What is ISO / IEC 27001?
ISO / IEC 27001 is the most used information security standard, created and published by the International Organization for Standardization (ISO), the largest body in the world that develops international standards. ISO includes requirements on how to implement, monitor, maintain and continuously improve an information security management system (ISMS) in the context of the organization and its business needs. Compliance with this internationally recognized standard is the basis of Kaspersky's approach to the implementation and management of information security, as it demonstrates the completeness and rigor of security controls, while providing customers with an additional level. warranty.
The certification was validated following an assessment carried out by the independent certification body TÜV AUSTRIA and concerned the management systems for the distribution of malicious and suspicious files using the Kaspersky Security Network (KSN) infrastructure, as well as secure and access to these files in the company's Distributed File System (KLDFS). These include the company's data centers in Zurich in Switzerland; in Frankfurt in Germany; in Toronto in Canada and in Moscow in Russia.

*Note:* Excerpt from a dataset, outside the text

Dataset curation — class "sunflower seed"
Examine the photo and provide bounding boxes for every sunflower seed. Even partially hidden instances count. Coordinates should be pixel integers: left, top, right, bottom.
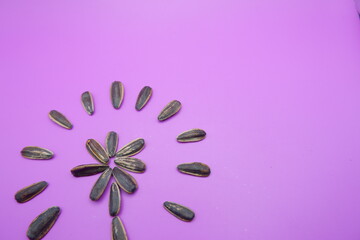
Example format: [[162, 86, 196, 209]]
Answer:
[[135, 86, 152, 111], [109, 183, 121, 217], [81, 91, 94, 115], [110, 81, 124, 109], [116, 138, 145, 157], [177, 128, 206, 142], [15, 181, 48, 203], [158, 100, 181, 121], [86, 139, 109, 164], [115, 157, 146, 173], [71, 164, 109, 177], [113, 167, 138, 193], [177, 162, 210, 177], [49, 110, 73, 129], [21, 147, 54, 160], [164, 202, 195, 222], [106, 131, 119, 157], [90, 168, 112, 201], [112, 217, 127, 240], [26, 207, 60, 240]]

«Having received the ISO 27001 certification represents a significant result for Kaspersky. Certification allows us to demonstrate to customers and partners that security management controls are a priority for us and is also indicative of our “verifiable” approach to information security. The rigorous audit undertaken for certification confirms our commitment to achieve the highest levels of data security and marks a further step forward in our attempt to demonstrate the transparency of the company “, said Andrey Evdokimov, Kaspersky's Chief Information Security Officer.
«TÜV AUSTRIA aims to protect the community and businesses from various risks. Digitization is one of the main development trends worldwide and allows you to create significant opportunities but also great risks as public and / or private information could be lost or compromised. Precisely for this reason we greatly appreciate the fact that an important global market player such as Kaspersky demonstrates its commitment to follow the internationally recognized standard for information security management “, commented Detlev Henze, Head of TÜV AUSTRIA group TÜV TRUST IT GmbH.

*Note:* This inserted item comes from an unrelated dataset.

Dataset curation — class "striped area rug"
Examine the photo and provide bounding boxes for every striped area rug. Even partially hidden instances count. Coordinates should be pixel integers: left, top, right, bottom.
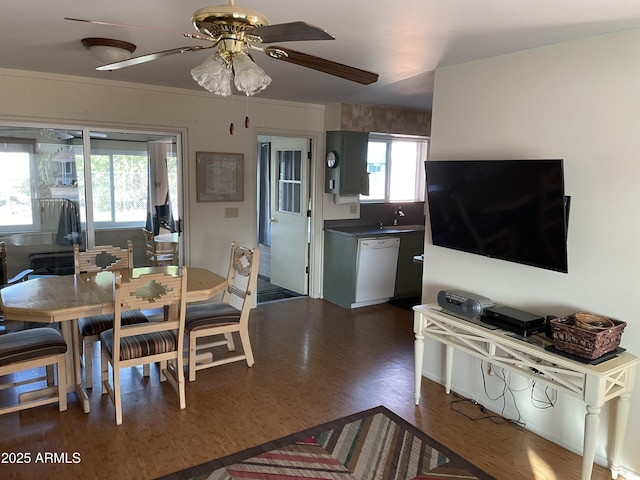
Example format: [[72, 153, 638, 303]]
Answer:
[[156, 407, 493, 480]]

«Modern information technologies have made our world more global. People, businesses and states are, in fact, closely interconnected. As soon as one of these elements is threatened all the others risk being hit. We can no longer limit ourselves to assessing risk from a purely national point of view as our business and private life constantly crosses international borders and networks. The real protection, therefore, is that in which processes on a global scale, international infrastructures and shared resources are used in critical moments as the only element. For this reason, we congratulate Kaspersky's approach to building his information security system and requesting certification with such a large network of branches in various countries, to demonstrate his global power and commitment to business continuity “, added Dmitry Yartsev, Director General of TÜV AUSTRIA office in Moscow.

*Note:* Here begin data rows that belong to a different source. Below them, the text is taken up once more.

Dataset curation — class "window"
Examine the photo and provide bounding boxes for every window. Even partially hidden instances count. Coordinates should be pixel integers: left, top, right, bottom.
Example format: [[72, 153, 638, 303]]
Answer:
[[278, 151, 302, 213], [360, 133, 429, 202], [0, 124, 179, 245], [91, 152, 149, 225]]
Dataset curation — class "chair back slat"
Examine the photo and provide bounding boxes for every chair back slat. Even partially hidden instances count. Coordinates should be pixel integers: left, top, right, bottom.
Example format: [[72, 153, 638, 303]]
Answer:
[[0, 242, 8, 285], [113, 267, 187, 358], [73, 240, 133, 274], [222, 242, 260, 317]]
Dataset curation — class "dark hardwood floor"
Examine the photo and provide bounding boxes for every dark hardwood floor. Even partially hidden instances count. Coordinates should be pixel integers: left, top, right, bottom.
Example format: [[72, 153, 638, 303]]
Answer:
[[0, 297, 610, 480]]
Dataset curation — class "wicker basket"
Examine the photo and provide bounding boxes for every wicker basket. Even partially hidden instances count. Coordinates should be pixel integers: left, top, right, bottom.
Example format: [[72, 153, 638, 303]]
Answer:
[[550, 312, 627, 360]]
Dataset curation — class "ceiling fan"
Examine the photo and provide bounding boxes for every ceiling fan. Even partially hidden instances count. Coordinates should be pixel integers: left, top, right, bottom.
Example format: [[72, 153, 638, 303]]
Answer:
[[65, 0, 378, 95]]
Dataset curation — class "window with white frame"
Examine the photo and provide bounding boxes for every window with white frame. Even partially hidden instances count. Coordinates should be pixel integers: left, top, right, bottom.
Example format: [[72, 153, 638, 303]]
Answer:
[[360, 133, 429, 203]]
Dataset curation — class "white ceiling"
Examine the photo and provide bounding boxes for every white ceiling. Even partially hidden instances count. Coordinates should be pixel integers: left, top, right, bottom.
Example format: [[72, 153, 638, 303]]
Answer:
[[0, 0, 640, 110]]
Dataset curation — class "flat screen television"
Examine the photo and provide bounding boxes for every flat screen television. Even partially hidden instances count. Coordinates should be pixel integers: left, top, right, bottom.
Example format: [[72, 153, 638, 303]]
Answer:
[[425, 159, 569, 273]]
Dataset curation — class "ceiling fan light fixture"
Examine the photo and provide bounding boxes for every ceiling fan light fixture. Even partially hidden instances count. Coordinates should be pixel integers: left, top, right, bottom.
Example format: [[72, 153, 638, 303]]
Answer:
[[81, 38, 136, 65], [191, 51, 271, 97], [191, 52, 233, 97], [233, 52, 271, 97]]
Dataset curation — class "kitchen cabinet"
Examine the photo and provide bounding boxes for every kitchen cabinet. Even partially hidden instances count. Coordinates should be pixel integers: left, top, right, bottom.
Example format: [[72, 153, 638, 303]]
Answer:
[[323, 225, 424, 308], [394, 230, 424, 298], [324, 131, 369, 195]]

The certification is available in the TUV Austria Certificate Directory and on the Kaspersky website. The ISO 27001 audit is a further step towards Global Transparency Initiative, announced in 2017, to guarantee its partners and customers not only the best products and services for the protection against cyber threats, but also the highest level of respect and attention in processing their data. In 2019 the company also passed SOC 2 Type 1 audit released by one of the Big Four, which confirms that the development and release of Kaspersky's AV databases are protected from unauthorized changes through strict security checks.